FOUR LITHOGRAPHS DONE AT 80 YEARS WILL BE SEEN

NO WRITER ATTRIBUTED

The following description of the Goya exhibition which will open at the Fogg Museum on Tuesday, February 24 was written by a member of the print department at the museum.

Goya's prints and drawings will be on exhibition at the Fogg Art Museum from February 24 until April 1. Philip Hofer of New York, and W. G. Russell Allen of Boston have lent fine impressions of Goya's most important prints, and in addition, proofs which are so rare that the catalogues call them "Introuvable." All but a few of the subjects will be shown. Of those which are lacking, many are to be found only in European collections. All of the great series will be on exhibition--The Caprices, Disasters of War, Proverbs, and Bull-fights. The Bulls of Bordeaux, a series of four lithographs, done when the artist was nearly eighty years old, will be shown. These series passed through a number of editions, and the plates in their successive printings, lost much of their freshness. These changes are of great interest and importance to the student and collector. This exhibition will afford a splendid opportunity to study the changes which the artist himself made in the plates and the variations which are the results of wear.

"Disasters of War"

Goya came at a time when the spirit of revolt stirred all Europe, and his own country, Spain, ruled over by a weak monarch, Charles IV, was the prey of stronger nations. Goya saw the follies, the weaknesses, and the misdemeanors of the people and the court, and in his Caprices and Proverbs, he denounced them in the most scathing manner. Napoleon's ambition to add Spain to his list of conquered nations, resulted in years of fighting accompanied by starvation, mutilation, and all the horrors of war. These hideous scenes accompanying Spain's struggle for independence, were translated by Goya's imagination into the series of the Disasters of War.
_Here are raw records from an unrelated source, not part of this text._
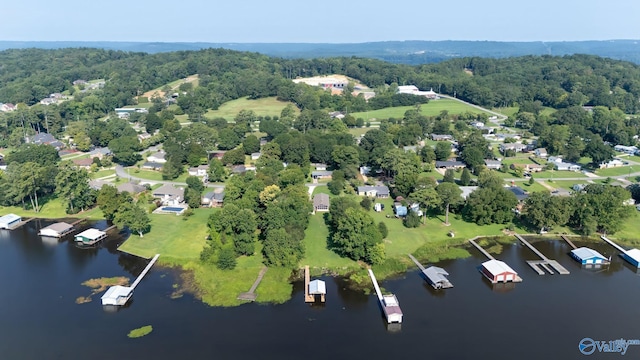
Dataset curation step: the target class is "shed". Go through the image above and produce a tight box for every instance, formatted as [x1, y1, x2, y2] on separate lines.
[313, 193, 330, 212]
[570, 247, 609, 265]
[39, 222, 74, 238]
[74, 228, 107, 245]
[0, 214, 21, 229]
[101, 285, 133, 306]
[308, 279, 326, 295]
[395, 206, 408, 217]
[423, 266, 453, 289]
[382, 295, 403, 324]
[623, 249, 640, 268]
[480, 259, 519, 283]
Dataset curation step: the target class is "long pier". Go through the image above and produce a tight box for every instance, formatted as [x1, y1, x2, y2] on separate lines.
[304, 266, 314, 302]
[7, 217, 35, 230]
[408, 254, 426, 271]
[130, 254, 160, 289]
[561, 235, 577, 250]
[468, 238, 495, 260]
[601, 235, 627, 253]
[515, 234, 570, 275]
[368, 269, 403, 324]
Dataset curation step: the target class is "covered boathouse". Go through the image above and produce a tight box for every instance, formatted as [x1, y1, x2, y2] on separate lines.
[480, 259, 520, 284]
[423, 266, 453, 289]
[0, 214, 21, 229]
[101, 286, 133, 306]
[623, 249, 640, 268]
[74, 228, 107, 245]
[38, 222, 74, 238]
[570, 247, 609, 265]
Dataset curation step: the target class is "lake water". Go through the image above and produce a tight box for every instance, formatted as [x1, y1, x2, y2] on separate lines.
[1, 220, 639, 359]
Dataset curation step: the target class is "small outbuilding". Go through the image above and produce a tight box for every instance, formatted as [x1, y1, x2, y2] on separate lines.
[308, 279, 326, 298]
[0, 214, 21, 229]
[480, 259, 519, 284]
[75, 228, 107, 245]
[570, 247, 609, 265]
[38, 222, 74, 238]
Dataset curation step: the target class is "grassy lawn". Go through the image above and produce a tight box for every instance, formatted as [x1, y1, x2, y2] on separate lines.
[301, 214, 359, 270]
[351, 98, 488, 120]
[348, 127, 373, 137]
[595, 166, 635, 177]
[127, 168, 189, 183]
[204, 97, 298, 121]
[89, 169, 116, 179]
[118, 208, 293, 306]
[0, 197, 104, 220]
[611, 211, 640, 245]
[549, 180, 588, 191]
[521, 181, 549, 193]
[501, 156, 536, 166]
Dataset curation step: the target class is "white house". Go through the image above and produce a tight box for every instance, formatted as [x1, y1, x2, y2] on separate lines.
[534, 148, 548, 158]
[147, 152, 167, 164]
[152, 184, 185, 206]
[614, 145, 638, 155]
[600, 159, 626, 169]
[188, 164, 209, 177]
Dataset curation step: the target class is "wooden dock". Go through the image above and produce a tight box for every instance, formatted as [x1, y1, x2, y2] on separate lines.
[409, 254, 453, 289]
[130, 254, 160, 290]
[303, 266, 326, 303]
[70, 218, 86, 226]
[601, 235, 626, 253]
[103, 224, 118, 232]
[515, 234, 570, 275]
[101, 254, 159, 306]
[408, 254, 426, 272]
[561, 235, 577, 250]
[469, 239, 495, 260]
[238, 267, 268, 301]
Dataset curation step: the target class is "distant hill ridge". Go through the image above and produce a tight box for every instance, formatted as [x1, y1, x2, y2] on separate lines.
[1, 40, 640, 65]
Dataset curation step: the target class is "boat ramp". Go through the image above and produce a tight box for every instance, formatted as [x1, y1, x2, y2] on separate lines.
[515, 234, 570, 275]
[101, 254, 160, 306]
[368, 269, 402, 324]
[407, 254, 453, 289]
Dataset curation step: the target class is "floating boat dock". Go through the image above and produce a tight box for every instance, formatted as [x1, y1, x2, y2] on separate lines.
[515, 234, 570, 275]
[469, 238, 522, 283]
[303, 266, 326, 303]
[408, 254, 453, 289]
[38, 222, 74, 238]
[101, 254, 160, 306]
[368, 269, 402, 324]
[0, 214, 33, 230]
[602, 235, 640, 268]
[74, 228, 107, 245]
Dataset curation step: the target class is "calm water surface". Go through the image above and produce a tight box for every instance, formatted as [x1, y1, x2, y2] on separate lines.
[1, 221, 639, 360]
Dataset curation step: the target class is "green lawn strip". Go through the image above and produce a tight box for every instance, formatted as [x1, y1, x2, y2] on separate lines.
[348, 127, 373, 137]
[610, 211, 640, 246]
[0, 197, 104, 220]
[126, 168, 189, 183]
[89, 169, 116, 179]
[595, 166, 635, 177]
[301, 214, 359, 270]
[204, 97, 297, 121]
[501, 156, 536, 165]
[351, 99, 488, 120]
[312, 186, 331, 196]
[550, 180, 589, 191]
[521, 181, 549, 193]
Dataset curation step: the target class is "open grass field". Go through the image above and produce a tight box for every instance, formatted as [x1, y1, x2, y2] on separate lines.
[89, 169, 116, 179]
[204, 97, 298, 121]
[549, 180, 588, 191]
[302, 214, 359, 270]
[139, 75, 199, 100]
[0, 197, 104, 220]
[127, 168, 189, 183]
[348, 127, 374, 137]
[611, 210, 640, 246]
[521, 181, 550, 193]
[595, 166, 636, 177]
[118, 208, 293, 306]
[351, 98, 488, 120]
[492, 106, 556, 118]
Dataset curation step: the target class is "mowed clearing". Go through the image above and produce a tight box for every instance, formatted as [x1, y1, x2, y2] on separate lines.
[351, 98, 489, 120]
[205, 97, 298, 121]
[139, 74, 199, 100]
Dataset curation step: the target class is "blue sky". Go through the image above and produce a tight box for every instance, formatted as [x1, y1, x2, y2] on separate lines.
[2, 0, 639, 43]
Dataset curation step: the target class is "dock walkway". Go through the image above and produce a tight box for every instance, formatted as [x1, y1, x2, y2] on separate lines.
[238, 267, 268, 301]
[469, 238, 495, 260]
[561, 235, 578, 250]
[601, 235, 626, 253]
[515, 234, 570, 275]
[408, 254, 426, 271]
[7, 217, 34, 230]
[131, 254, 160, 289]
[304, 266, 313, 302]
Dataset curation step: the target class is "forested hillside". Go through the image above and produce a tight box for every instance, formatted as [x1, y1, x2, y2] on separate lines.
[1, 48, 640, 136]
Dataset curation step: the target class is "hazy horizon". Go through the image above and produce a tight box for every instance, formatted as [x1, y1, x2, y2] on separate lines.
[3, 0, 639, 43]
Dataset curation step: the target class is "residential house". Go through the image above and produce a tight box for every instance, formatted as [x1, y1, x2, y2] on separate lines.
[39, 97, 57, 105]
[72, 157, 94, 169]
[460, 186, 479, 200]
[208, 150, 226, 161]
[73, 79, 88, 86]
[188, 164, 209, 177]
[89, 147, 112, 159]
[435, 161, 466, 169]
[152, 184, 184, 206]
[328, 111, 345, 119]
[614, 145, 638, 155]
[470, 121, 485, 128]
[137, 132, 152, 142]
[534, 148, 548, 158]
[0, 103, 17, 112]
[507, 186, 529, 202]
[231, 165, 256, 174]
[117, 181, 147, 195]
[549, 157, 581, 171]
[431, 134, 453, 141]
[403, 145, 420, 153]
[397, 85, 438, 99]
[311, 171, 333, 182]
[599, 159, 626, 169]
[251, 152, 262, 160]
[484, 159, 502, 170]
[202, 191, 224, 207]
[88, 180, 110, 191]
[357, 185, 390, 198]
[142, 162, 163, 170]
[26, 133, 65, 150]
[50, 93, 64, 99]
[313, 193, 330, 213]
[499, 143, 527, 153]
[147, 151, 167, 164]
[313, 163, 328, 171]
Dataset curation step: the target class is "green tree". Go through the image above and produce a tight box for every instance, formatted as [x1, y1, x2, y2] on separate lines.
[217, 128, 242, 150]
[207, 159, 227, 182]
[403, 210, 421, 228]
[329, 205, 384, 264]
[460, 168, 472, 186]
[262, 228, 303, 267]
[420, 145, 436, 163]
[463, 186, 518, 225]
[443, 169, 455, 183]
[242, 135, 261, 155]
[436, 182, 463, 225]
[434, 142, 451, 161]
[378, 222, 388, 239]
[523, 191, 572, 231]
[216, 247, 237, 270]
[55, 164, 94, 213]
[113, 202, 151, 237]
They do not depict specific events but represent what might and probably did take place.

An Independent Artist

Goya, coming as he did when Spain was fighting for independence, declared his independence as an artist, and stood as a revolutionist in art. He abandoned the old classicism which had held sway over art, and turning to nature, looked at her with the eyes of his time, and interpreted her in the spirit of his age. Interested less in the representation of form than in the expression of character and movement, he was the fore-runner of modern expressionism.